2) Where is the radar signal model? How the authors simulated radar data? Please improve by presenting the selected models
Author Response
1). We have discussed imaging radars in the introduction using the related references suggested by the reviewer. See number line: 49
2). We have incorporated the radar detection model in section 3.2. See number line: 333
Reviewer 2 Report
In order to solve the problem of the AVs' s sensor performance degradation in fog, an improved YOLOv5-based multi-sensor fusion network is proposed in this paper. I find the work interesting and of certain guiding significance to the development of target detection. However, there are still some imperfections in the manuscript. I hope that my comments would be useful for improving the quality of the paper. Some of detailed comments are as follows.
1. In Section 3, Figure 5 has a cross-page phenomenon, which is recommended to be avoided.
2. The specific visibility of “clear, light, medium and heavy fog” in the paper is suggested to be described clearly, so that the specific performance of the proposed method can be better presented.
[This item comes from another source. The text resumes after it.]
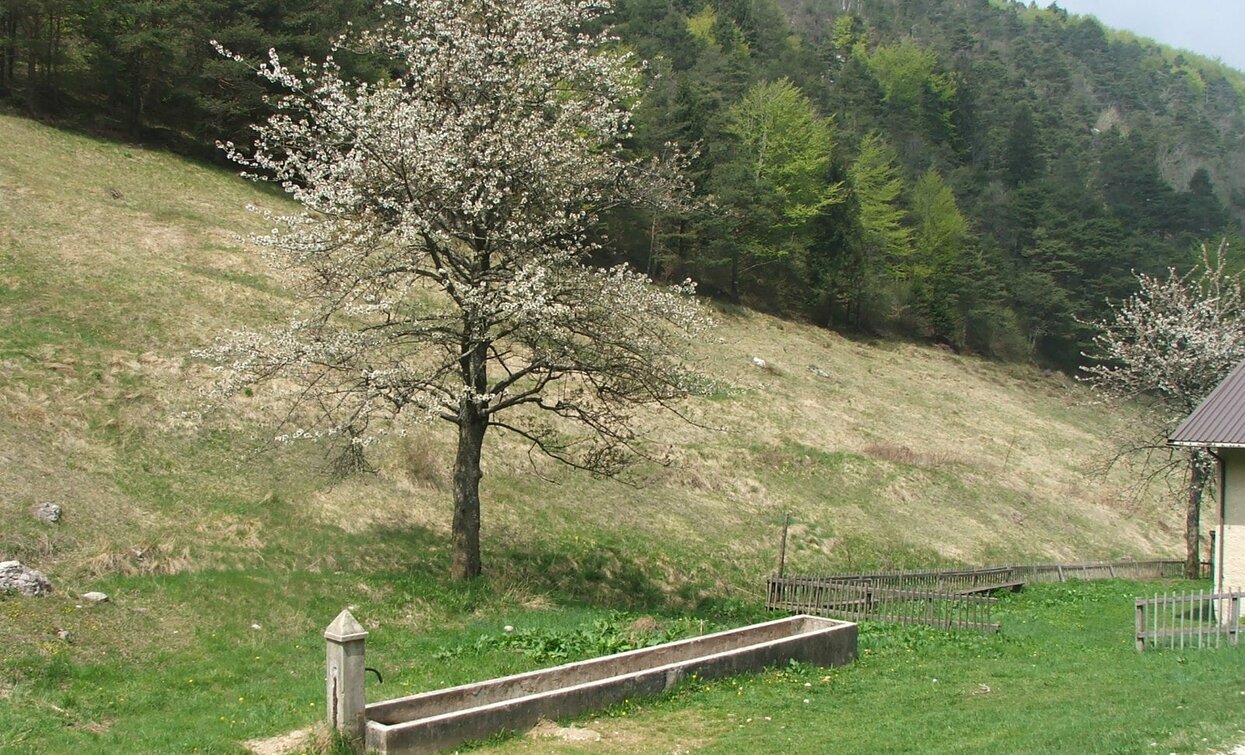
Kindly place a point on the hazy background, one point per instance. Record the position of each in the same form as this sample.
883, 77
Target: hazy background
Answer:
1213, 28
Minor editing of English language required
Author Response
1). We employed the Cross-Stage Partial (CSP) to increase our CNN's learning capabilities while decreasing the processing bottleneck and memory cost. It is also portable due to its low weight. We also made use of the SPP, which, regardless of the input size, produces a fixed-length output that is sufficient for our purposes. Unlike the sliding window pooling, which only uses one window size, SPP employs several window sizes, and uses multilayer spatial bins. The spatial model leverages the downsampling in convolutional layers giving max-pooling layers the attributes needed to build the spatial model.
2). We have included the specific visibility of “clear, light, medium and heavy fog” in Table 1. Please see line: 847.